Highly automated vehicles (HAVs) continue to dominate headlines, often with a narrative of how the technology is going to either alleviate or exacerbate all of our transportation challenges. However, transportation experts agree that like any technological innovation, the ultimate impact of impending “driverless” vehicles will have much more to do with when and where the technology is deployed than an inherent value or downside. Leveraging current data on travel patterns and conditions is essential to maximizing the significant upside of HAVs, while minimizing the downside.
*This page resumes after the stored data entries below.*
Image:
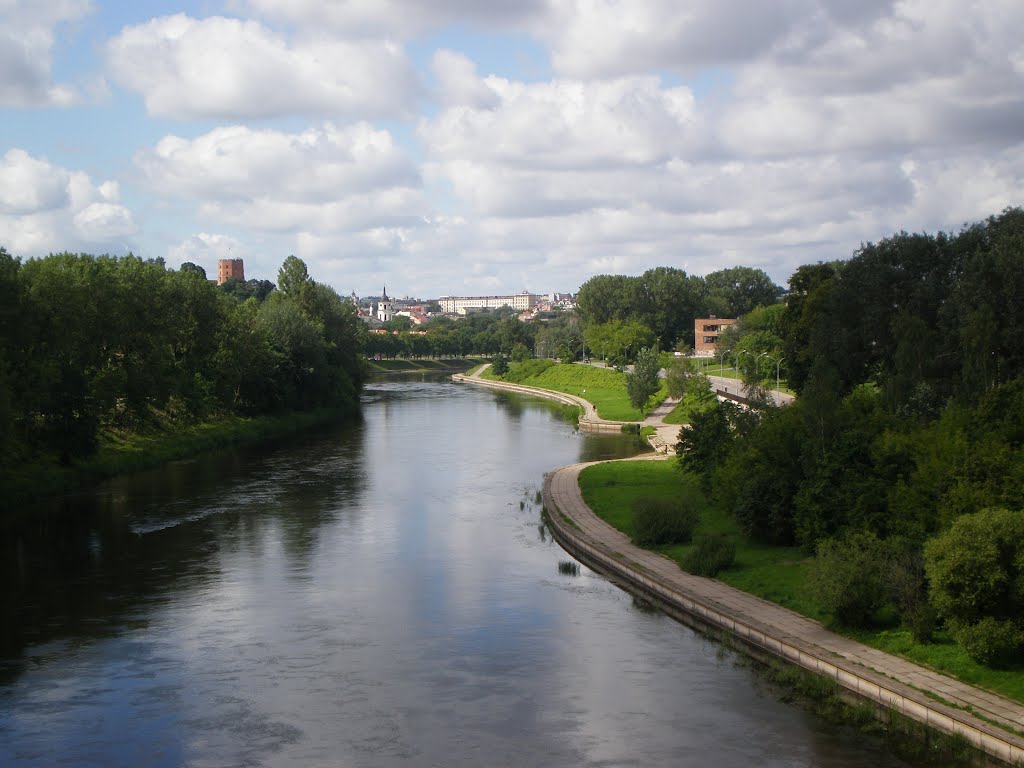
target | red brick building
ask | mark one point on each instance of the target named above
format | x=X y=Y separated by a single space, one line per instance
x=706 y=331
x=227 y=268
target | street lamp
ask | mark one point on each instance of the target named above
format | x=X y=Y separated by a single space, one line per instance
x=757 y=365
x=777 y=364
x=721 y=360
x=741 y=352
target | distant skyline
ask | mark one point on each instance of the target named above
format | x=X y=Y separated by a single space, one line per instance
x=445 y=147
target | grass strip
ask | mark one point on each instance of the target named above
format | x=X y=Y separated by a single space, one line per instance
x=780 y=574
x=604 y=388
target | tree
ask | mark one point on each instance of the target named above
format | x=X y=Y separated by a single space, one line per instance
x=848 y=577
x=705 y=442
x=643 y=381
x=604 y=298
x=976 y=571
x=196 y=268
x=739 y=290
x=293 y=278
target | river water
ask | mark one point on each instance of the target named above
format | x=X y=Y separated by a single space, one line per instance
x=377 y=594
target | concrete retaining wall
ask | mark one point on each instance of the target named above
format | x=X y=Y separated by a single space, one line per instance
x=587 y=424
x=876 y=688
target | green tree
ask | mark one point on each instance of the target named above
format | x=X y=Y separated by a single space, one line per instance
x=849 y=577
x=976 y=571
x=705 y=442
x=644 y=381
x=739 y=290
x=293 y=278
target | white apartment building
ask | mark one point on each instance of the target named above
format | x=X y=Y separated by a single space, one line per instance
x=459 y=304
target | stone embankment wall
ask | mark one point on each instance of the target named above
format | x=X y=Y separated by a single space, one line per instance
x=588 y=419
x=876 y=688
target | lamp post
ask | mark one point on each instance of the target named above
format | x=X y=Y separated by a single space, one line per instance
x=757 y=364
x=741 y=352
x=777 y=363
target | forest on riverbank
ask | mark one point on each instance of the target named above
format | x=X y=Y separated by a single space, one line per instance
x=100 y=349
x=899 y=470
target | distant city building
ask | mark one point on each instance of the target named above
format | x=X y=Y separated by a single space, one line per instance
x=385 y=308
x=463 y=304
x=706 y=332
x=228 y=269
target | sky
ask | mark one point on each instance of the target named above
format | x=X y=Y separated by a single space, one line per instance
x=466 y=147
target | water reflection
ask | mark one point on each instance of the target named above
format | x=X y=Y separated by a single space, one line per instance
x=373 y=595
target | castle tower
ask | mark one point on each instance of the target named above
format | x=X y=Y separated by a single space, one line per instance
x=227 y=268
x=385 y=308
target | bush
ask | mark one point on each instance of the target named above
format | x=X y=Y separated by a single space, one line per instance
x=848 y=577
x=714 y=552
x=657 y=521
x=976 y=568
x=990 y=641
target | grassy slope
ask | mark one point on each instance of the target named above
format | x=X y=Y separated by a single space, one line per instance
x=603 y=387
x=690 y=402
x=776 y=573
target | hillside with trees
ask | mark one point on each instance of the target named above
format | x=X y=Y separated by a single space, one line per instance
x=92 y=345
x=900 y=464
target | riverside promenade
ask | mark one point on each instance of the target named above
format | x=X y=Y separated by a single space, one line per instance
x=664 y=439
x=939 y=701
x=982 y=718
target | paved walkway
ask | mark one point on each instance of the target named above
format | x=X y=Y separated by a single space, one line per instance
x=915 y=684
x=785 y=625
x=589 y=417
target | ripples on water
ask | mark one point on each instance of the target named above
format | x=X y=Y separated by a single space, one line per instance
x=373 y=595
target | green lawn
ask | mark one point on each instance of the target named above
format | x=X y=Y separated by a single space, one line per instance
x=775 y=573
x=603 y=387
x=415 y=365
x=690 y=402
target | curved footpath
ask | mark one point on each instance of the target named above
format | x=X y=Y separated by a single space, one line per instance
x=665 y=434
x=879 y=677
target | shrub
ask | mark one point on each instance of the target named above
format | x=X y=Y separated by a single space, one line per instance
x=976 y=568
x=714 y=552
x=990 y=641
x=848 y=577
x=657 y=521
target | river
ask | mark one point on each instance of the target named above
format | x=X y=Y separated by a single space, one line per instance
x=377 y=594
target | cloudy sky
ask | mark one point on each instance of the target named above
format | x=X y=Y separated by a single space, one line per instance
x=463 y=146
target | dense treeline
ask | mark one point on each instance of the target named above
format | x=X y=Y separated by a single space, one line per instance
x=903 y=452
x=488 y=333
x=89 y=343
x=666 y=300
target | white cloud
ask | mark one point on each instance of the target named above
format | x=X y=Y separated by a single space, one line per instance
x=46 y=208
x=205 y=249
x=403 y=18
x=27 y=51
x=566 y=124
x=325 y=179
x=232 y=69
x=607 y=38
x=459 y=84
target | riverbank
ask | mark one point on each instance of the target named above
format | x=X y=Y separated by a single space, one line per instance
x=421 y=366
x=123 y=452
x=660 y=436
x=588 y=420
x=990 y=723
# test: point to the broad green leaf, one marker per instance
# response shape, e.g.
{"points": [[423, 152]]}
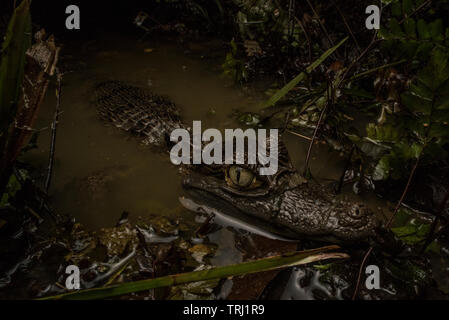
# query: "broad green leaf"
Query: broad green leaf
{"points": [[289, 86]]}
In 2017, INRIX published a white paper at South by Southwest promoting the idea of data-driven deployment for HAVs and encouraged cities and vehicle operators to match testing and deployment of shared-use, electric HAVs with the regions and routes that make the most sense for these vehicles capabilities and designs. In that paper INRIX matched existing vehicle travel patterns in the top 50 U.S. cities with vehicles best suited for short distance, centralized, low-speed, high-volume trips. We furthermore looked in more detail at three cities – Austin, New York and San Francisco – and, using travel, parking and census data, identified corridors and regions within these cities where HAVs designed for this use case could have immediate impact. This report was not intended to tell cities or vehicle operators where HAVs should go, but rather to demonstrate the value of data-based evaluation to position this new technology to address identified transportation needs or challenges.
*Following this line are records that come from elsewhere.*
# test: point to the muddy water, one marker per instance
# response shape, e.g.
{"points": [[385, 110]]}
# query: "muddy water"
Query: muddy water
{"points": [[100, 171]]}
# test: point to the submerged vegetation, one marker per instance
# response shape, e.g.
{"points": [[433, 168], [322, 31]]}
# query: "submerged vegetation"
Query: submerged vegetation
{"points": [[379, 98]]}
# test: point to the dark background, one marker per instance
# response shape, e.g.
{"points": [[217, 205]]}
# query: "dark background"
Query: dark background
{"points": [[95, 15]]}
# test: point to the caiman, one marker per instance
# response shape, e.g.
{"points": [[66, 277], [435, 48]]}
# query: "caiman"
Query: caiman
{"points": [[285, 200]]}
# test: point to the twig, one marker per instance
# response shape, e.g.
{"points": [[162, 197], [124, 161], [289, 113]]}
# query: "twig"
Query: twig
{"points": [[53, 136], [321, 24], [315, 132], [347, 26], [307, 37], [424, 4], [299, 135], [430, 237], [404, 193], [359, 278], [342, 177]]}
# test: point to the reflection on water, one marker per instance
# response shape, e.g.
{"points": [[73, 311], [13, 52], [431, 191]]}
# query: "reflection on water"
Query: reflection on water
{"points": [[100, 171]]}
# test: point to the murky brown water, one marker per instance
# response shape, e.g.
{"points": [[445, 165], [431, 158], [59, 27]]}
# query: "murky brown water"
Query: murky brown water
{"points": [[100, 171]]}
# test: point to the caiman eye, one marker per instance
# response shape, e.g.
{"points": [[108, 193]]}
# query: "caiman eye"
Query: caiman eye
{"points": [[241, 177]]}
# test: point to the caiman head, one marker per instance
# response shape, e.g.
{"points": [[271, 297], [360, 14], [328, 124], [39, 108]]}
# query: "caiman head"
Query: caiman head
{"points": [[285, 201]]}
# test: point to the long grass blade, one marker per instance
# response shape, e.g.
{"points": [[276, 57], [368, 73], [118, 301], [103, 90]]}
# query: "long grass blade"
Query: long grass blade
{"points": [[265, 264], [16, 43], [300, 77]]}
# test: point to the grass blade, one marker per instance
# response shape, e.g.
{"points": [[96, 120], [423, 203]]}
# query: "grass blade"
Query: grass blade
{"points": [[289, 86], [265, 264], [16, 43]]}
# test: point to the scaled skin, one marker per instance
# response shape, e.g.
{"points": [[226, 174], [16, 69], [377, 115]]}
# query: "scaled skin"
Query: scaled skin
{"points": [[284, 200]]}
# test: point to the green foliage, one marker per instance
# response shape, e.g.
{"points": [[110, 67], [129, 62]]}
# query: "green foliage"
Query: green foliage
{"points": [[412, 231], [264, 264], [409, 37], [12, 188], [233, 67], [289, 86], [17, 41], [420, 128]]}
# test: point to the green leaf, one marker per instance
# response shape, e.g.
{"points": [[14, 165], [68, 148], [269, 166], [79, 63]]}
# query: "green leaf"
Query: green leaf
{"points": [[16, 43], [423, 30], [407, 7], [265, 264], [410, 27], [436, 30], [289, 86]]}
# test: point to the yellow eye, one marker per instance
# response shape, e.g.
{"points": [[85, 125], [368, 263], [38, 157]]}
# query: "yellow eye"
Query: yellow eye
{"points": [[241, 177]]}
This week, at ITS World Congress in Copenhagen, INRIX released a new paper focused on HAV technology in trucks and including analysis of the UK and Germany in addition to the U.S. As with our previous paper at SXSW, we’ve looked to match the specific use case of a technology (in this case long-distance commercial trucking) with the travel patterns and conditions that will maximize benefits of the technology. In our last paper, we noted that individual policy priorities and commercial goals (congestion mitigation, mobility access to underserved populations, workforce movement, etc.) would dictate which data sets were applicable and with what weight. In this paper we’ve broken out two areas of focus (safety improvements and commercial benefit) to demonstrate the difference in route prioritization given what metrics are considered.
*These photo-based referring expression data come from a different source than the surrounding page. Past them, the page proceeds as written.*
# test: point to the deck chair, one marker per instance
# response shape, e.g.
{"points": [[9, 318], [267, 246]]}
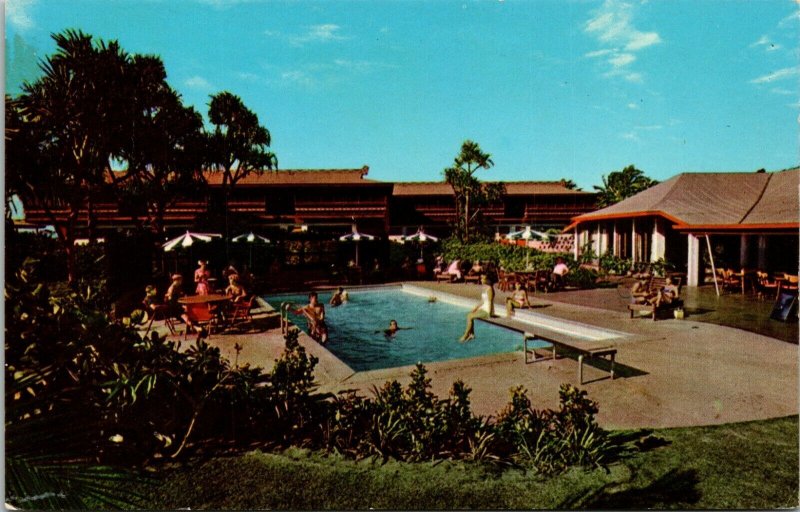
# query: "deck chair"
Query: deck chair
{"points": [[241, 310], [789, 283], [159, 310], [201, 316], [765, 285]]}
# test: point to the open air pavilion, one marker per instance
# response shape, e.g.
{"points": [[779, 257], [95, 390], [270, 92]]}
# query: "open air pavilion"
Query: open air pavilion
{"points": [[743, 220]]}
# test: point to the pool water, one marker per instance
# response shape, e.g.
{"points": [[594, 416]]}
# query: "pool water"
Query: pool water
{"points": [[356, 330]]}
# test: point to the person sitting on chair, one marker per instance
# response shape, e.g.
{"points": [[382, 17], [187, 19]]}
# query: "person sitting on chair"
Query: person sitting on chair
{"points": [[201, 277], [455, 269], [485, 309], [438, 265], [665, 295], [639, 293], [235, 290], [175, 292], [315, 314], [517, 299], [338, 298], [559, 271], [476, 269]]}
What we found is that, when evaluating the corridors in each country for commercial freight, those best suited to see safety benefits from HAV technology in commercial trucks (routes with high freight volumes and road conditions that are challenging for human drivers) vary from those where automated commercial trucks are the best business fit (long distance, high-volume, low-congestion routes that present relatively easy conditions and opportunity to deliver return on investment for HAV systems). However, in each country there are routes that present significant potential for both safety and commercial benefit. Using this sort of data-driven analysis to match specific HAV technology with designed use cases to achieve clearly articulated outcomes not only helps the public and private sectors identify initial testing and deployment areas that prioritize the goals of both parties, but also positions the technology for the greatest chance of success.